Case Study    

Thomas Sully's

"Portrait of George Washington"

Before Treatment
The provenance for the Washington portrait is seamless. It has had only one owner--the State Historical Society of Wisconsin. The Society acquired the painting through an ingenious idea on the part of its Secretary Emeritus, Lyman Draper. Draper was born in Evans, New York on September 4, 1815. He was educated at Granville College (now Denison University) in Ohio. Draper was fascinated with history and spent years gathering artifacts and historical records. In 1852, he moved from Ohio to Madison, Wisconsin and served as State Superintendent of Public Instruction and Secretary for the new State Historical Society. (11)
Draper wrote to a group of American painters whose reputations would bring prestige to the new institution. He invited them to become Honorary Members. Sully replied on March 10, 1854 with the following, "I have much pleasure in acknowledging the honour conferred on me by the Historical Society of Wisconsin and would be further gratified by being enabled to prove to the Society my willingness to deserve their kindness. Will the Society suggest the name of any person I can paint for them. Would a copy of the portrait of Washington by Stuart be acceptable? or of my likeness of Genl. Jackson? With sincere respect to the gentlemen composing the Institution and to you. I am very respectfully, their and your Obedient Servant. Thos. Sully."(12)
A special meeting of the Society was called on March 18, 1854, and a resolution was adopted thanking Thos. Sully and requesting the portrait of Washington after Stuart. The Society's 1st Annual Report, dated January 2, 1855, states, "Veteran artist Thos. Sully of Phila., has painted and presented to the Society a copy of Stuart's Washington pronounced a faithful and valuable copy of our venerable President, who was personally acquainted with Stuart & has seen the original painting."(13) Sully's Register identifies the painting as, "Copied from painting by Stuart for the Historical Society of Wisconsin, painting begun March 31st, 1854, finished April 19th, 1854. (14) Just 20 days were required for Sully to paint his masterful copy.
The image below is a remarkable stereograph capturing the artist working on a Washington portrait. (15) This undated photo is reproduced from Fabian's article where the caption reads, "Thomas Sully in his Philadelphia studio. Untrimmed albumen print stereograph by an unidentified photographer. This may have been taken in June 1863 when the artist is known to have painted a copy of a Gilbert Stuart portrait of George Washington." Sully would have been 80 years old in 1863. From, it is noted that the first stereographs were made in the 1840s. It is possible, then, that the image is actually from 1854, and is a record of Sully, at the age of 71, working on the treated painting.

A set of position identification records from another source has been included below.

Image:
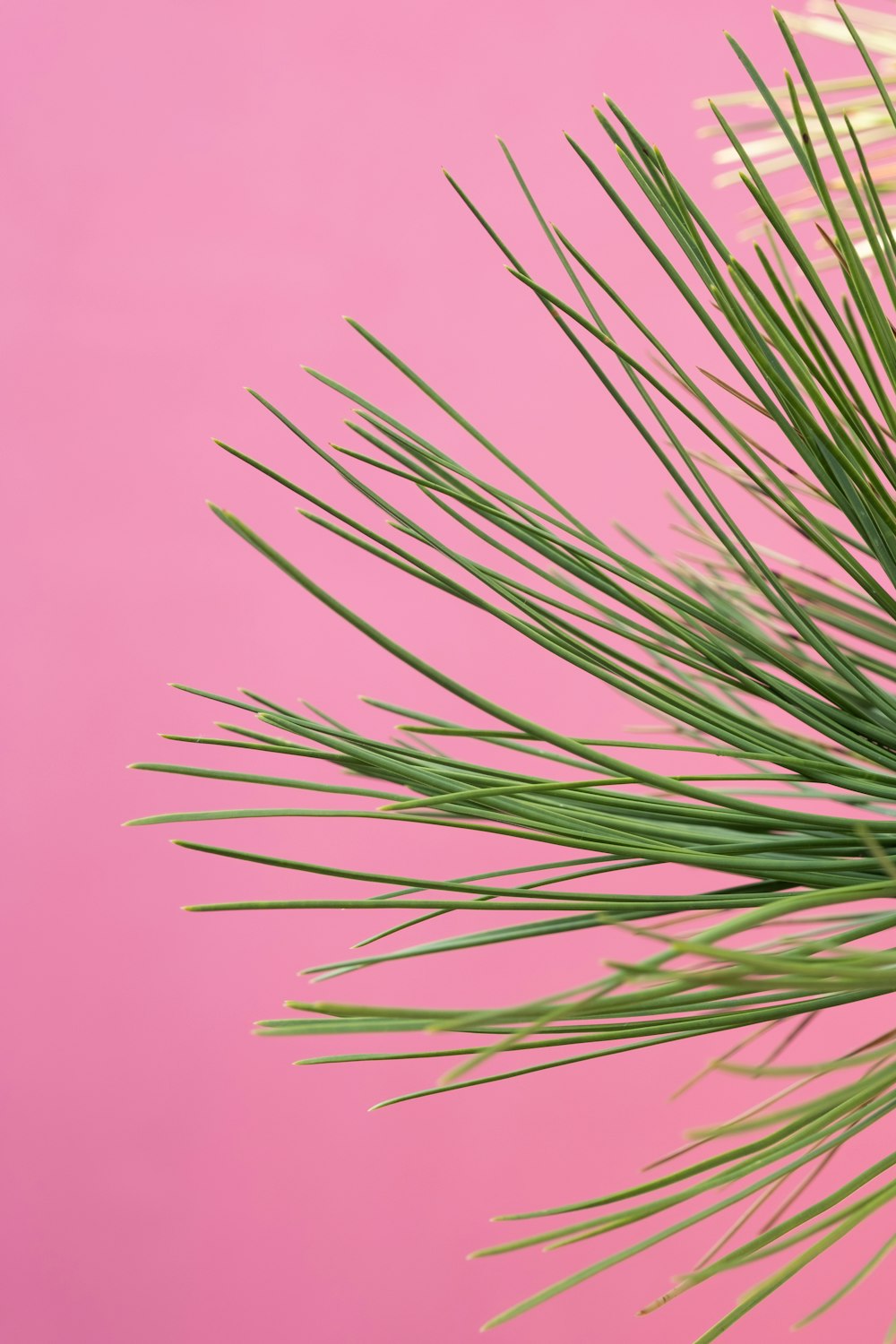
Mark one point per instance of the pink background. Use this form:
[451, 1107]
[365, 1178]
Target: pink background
[195, 193]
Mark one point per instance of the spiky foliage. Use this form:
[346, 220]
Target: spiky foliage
[770, 677]
[849, 99]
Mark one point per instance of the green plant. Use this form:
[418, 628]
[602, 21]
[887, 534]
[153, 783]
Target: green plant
[780, 668]
[852, 96]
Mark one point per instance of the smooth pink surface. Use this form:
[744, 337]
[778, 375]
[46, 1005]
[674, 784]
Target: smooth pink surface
[195, 193]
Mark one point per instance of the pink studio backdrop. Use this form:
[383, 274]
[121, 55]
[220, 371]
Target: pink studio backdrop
[194, 194]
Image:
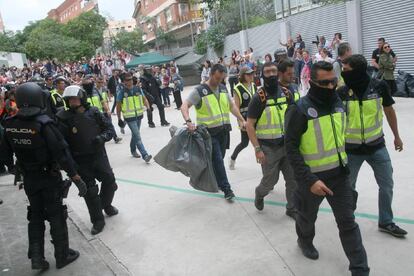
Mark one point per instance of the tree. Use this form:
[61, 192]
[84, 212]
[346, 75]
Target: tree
[8, 42]
[131, 42]
[87, 27]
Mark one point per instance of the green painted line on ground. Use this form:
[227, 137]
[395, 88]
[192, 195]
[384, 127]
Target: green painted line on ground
[246, 199]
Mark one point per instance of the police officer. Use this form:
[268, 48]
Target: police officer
[130, 102]
[213, 105]
[265, 127]
[39, 148]
[151, 88]
[315, 147]
[96, 99]
[365, 100]
[243, 93]
[57, 93]
[86, 130]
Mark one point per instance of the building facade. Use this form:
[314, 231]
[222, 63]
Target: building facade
[114, 27]
[182, 19]
[2, 29]
[70, 9]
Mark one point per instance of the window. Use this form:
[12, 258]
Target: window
[183, 10]
[168, 15]
[158, 20]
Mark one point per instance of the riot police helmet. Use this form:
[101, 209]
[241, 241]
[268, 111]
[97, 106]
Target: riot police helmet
[75, 91]
[30, 99]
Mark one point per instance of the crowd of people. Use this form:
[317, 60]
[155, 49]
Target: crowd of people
[305, 136]
[383, 60]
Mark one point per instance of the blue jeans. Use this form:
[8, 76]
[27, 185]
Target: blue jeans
[136, 142]
[380, 162]
[219, 151]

Thomas Sully in his Philadelphia Studio
(11) Biographical information from State Historical Society of Wisconsin web site. (accessed 27 Nov. 2006).
(12) A draft of Draper's initial letter to Sully does not exist. Sully's reply from a transcription (Corresponding Members Vol. I, No. 457) has been cited but the original letter is missing from the Society's archives.
(13) Special meeting and 1st Annual Report citations provided by the Society to the author.
(14) Sully, Account of Pictures. Inventory #1796. Also, Biddle, Inventory # 1900.
(15) This image is reproduced from Fabian, 21.